Каждый день я думаю о ценах на хлеб как о ценах на жизнь, и с некоторых пор замечаю в золоте особую магию, не схожую ни с какой иной. Я собираю монеты и смотрю на них часами. За аверсами и реверсами сияющего злата видятся мне чьи-то руки и лица, но не лица королей, чеканивших монету. Слышатся голоса. Иногда я различаю слова. Вот этой монетой заплатили за дом. А этой – за убийство. А за эту купили тело первой красавицы города. А этот золотой пошел в уплату за новый доспех. Я сам когда-то расплатился им за нагрудник, а теперь монета вернулась в казну. А потом снова – ко мне.

Глава 2. Ниен в осаде

Я улыбнулся, лежа в постели и вспоминая озадаченное лицо пекаря. Боль в ноге почти что прошла. Можно было вставать, но я ленился.

Мой выход в город состоялся вчера, а сегодня с утра хорошо бы послать Френа проверить, как разносят хлеб, и дать ему парочку стражников в сопровождение для солидности.

Прорезь окна в моей комнате на восток – и я видел, как бледнеет небо, из черного превращается в грязноватую синеву, на ее фоне обозначается неровный зигзаг Изумрудных холмов, поверх синего растекается желток будущего дня и наконец выкатывается само Жизнетворное Око.

Почти в тот же момент раздаются крики на стене, с лязганьем открываются Южные ворота, и во двор вкатываются телеги. Ржание лошадей, гомон, стоны. Судя по звукам, четыре повозки с ранеными. Значит, опять вечером был бой и люди Игера пытались прорваться. Слышу голос матушки – спрашивает, много ли тяжелых. То есть тех, кем придется заниматься ей самой.

– Семеро, – отвечает Чер-Ризор, его хриплый, как несмазанное тележное колесо, голос не спутать ни с каким другим.

Он возит раненых уже четвертый месяц, и меня, изувеченного, доставил в замок. Он – подпевала Джерада и, как Джерад, считает, что я изображаю больного, лишь бы не возвращаться в лагерь на Гадючий перевал. Я стараюсь не встречаться с Ризором – ускользаю от встречи совсем по-детски, прячусь у себя в комнате, пока телеги не разгрузят и Черный Ризор, перекусив на кухне, не уедет назад в лагерь за новой порцией живой изувеченной плоти. Гала, слабенькая магичка, но при всем при том воображающая, что может тягаться с матушкой в умении исцелять, называет раненых «живым мясом». Я тоже – живое мясо и стараюсь к этой мысли привыкать.

Я поднимаю руки, безвольно лежащие поверх льняной простыни, и смотрю на них.
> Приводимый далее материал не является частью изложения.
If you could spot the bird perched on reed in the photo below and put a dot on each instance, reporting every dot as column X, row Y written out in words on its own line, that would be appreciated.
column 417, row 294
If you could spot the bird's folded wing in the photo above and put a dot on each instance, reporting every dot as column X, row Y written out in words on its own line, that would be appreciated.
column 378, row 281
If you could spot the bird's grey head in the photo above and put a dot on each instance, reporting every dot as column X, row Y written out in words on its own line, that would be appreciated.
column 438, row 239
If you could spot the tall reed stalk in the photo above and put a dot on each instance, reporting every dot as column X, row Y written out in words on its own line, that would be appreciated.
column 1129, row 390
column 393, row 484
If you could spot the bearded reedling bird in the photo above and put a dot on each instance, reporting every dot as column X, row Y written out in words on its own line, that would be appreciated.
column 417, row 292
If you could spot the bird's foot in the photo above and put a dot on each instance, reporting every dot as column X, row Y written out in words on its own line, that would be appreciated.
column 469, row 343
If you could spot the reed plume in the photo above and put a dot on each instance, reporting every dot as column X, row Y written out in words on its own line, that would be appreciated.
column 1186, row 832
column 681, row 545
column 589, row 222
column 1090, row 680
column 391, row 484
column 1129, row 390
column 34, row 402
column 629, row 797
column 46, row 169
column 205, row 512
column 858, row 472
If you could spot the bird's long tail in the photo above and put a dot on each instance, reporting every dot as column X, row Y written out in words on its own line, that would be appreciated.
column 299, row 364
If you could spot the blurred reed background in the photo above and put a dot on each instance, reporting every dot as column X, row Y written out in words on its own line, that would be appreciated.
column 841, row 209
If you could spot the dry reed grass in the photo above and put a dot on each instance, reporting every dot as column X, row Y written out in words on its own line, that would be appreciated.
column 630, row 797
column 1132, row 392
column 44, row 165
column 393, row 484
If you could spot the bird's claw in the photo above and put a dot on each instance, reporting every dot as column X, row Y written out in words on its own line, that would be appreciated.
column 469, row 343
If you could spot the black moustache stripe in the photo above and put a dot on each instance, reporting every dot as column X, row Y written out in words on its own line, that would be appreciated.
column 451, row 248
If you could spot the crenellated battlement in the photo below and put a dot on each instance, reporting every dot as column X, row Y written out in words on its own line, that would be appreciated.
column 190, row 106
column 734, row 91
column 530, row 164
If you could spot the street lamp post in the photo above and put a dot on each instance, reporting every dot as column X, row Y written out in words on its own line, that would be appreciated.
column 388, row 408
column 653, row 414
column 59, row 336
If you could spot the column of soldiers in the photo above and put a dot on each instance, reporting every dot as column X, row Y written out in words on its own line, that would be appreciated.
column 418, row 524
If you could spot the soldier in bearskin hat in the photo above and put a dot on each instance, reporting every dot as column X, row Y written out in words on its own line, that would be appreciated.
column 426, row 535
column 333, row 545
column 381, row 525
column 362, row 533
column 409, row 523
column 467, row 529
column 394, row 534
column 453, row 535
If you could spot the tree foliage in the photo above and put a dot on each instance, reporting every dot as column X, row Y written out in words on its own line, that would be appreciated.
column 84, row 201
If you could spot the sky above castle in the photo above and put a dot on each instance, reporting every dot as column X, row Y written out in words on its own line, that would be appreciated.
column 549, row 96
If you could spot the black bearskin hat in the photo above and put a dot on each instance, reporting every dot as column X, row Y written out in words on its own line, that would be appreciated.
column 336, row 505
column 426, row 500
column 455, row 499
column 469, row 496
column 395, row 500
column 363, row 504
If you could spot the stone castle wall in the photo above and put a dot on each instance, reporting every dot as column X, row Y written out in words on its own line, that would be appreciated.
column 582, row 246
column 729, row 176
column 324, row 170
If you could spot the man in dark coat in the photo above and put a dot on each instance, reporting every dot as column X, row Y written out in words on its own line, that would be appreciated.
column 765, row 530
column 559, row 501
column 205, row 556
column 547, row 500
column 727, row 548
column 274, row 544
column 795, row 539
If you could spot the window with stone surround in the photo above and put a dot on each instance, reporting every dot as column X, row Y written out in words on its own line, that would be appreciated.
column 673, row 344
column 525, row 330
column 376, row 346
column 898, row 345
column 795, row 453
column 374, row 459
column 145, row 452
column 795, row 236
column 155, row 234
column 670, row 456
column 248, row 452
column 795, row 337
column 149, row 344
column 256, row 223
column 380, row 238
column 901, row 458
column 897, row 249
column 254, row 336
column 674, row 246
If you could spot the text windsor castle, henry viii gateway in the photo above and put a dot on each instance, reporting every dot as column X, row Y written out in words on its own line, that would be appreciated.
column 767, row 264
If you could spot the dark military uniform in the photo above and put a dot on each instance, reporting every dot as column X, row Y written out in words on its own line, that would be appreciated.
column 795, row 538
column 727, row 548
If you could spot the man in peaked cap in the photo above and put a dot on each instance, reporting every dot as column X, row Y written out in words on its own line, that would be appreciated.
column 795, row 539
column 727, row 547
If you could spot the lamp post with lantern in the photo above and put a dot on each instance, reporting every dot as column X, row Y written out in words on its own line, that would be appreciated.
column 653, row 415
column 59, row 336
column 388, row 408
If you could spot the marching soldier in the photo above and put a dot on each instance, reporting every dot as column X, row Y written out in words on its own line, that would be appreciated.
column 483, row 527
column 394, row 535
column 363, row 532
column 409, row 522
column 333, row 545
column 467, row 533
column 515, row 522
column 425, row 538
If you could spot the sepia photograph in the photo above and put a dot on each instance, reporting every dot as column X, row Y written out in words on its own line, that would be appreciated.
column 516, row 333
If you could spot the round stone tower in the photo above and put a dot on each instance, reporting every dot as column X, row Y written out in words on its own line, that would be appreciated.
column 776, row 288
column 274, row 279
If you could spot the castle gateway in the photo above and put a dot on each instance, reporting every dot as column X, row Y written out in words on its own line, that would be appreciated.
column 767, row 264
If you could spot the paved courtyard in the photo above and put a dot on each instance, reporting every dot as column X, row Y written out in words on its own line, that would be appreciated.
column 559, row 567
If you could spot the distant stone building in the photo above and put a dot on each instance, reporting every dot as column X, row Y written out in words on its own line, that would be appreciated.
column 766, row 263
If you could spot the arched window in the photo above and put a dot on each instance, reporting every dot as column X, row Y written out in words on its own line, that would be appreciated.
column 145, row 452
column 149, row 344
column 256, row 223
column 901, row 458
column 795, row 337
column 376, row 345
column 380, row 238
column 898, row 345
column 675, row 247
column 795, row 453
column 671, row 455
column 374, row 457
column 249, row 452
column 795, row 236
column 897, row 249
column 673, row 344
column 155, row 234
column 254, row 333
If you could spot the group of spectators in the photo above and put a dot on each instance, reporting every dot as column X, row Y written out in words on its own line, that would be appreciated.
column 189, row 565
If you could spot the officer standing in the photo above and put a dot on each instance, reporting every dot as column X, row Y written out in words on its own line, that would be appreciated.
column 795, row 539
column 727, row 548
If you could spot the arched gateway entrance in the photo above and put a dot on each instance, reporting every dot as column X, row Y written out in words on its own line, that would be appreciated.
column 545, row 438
Посреди ладоней – черные безобразные наросты, похожие на березовые грибы чаги. Они выросли там, где ладони были пробиты Перстами Судьбы. Нарост мешает сжимать рукоять меча. От «гриба» черная паутина расходится по сосудам – проклятие бессилия навсегда прочерчено к пальцам и запястью. От запястья нити тянутся еще на четыре пальца вверх, не доходя до середины предплечий. Здесь – граница магического замка́. Ладони влажные и холодные, пальцы ломит, будто у старика, страдающего подагрой. А выше плоть жжет от избытка силы – огненные змейки сквозят от плеч вниз, прожигая дорожки вдоль костей и вспыхивая разрядами огненной боли на границе. Там, где магия навсегда была убита.